Though you love it when we are out as there is so much to see. Today we went to the gardens to see our friends. You loved watching the big kids feeding the ducks. You loved getting cuddles from all the kids as they each asked to hold you. 

But of course there comes the time that we have to leave. And though you were happy for a short time on the drive home, you had your "Sophie" and your "rumbly bumbly bear". However I knew you needed to do a poo, and so when you began to cry I knew you must be dirty, as your cry became more and more distressed, of course there was no where safe to pull over.

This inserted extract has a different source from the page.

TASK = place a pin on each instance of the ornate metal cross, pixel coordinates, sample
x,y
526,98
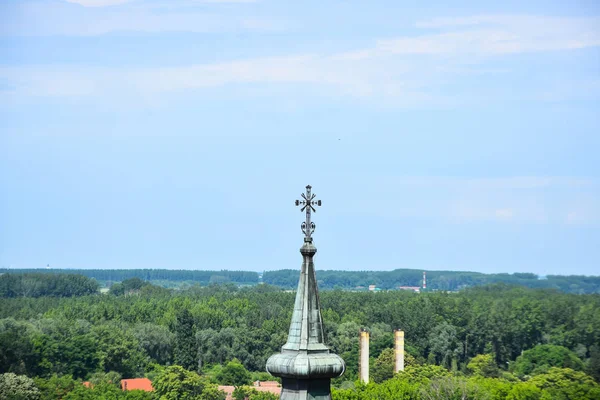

Finally there was a quiet street to pull over in. And sure enough you had pooed, a pooexplosion all over you and your seat. Your poor little face looking up at me so sad. So after cleaning you up, giving you a fresh nappy and finding some clean clothes for you, you then vomited on them. So again I cleaned you off and found you a clean singlet to wear. 

But now you need a feed. So we sit and we cuddle. And as you fall asleep at my breast I think about how grateful I am for these days. 

Grateful that we have an airconditioned car to sit in on this hot day. Grateful for friends to spend time with. Thankful for our woven to cover you as the sun beams through the windscreen. Grateful that I have this moment to stop and admire you, to count your fingers, to smell your baby scent, stroke your soft skin and play with your tuft of hair.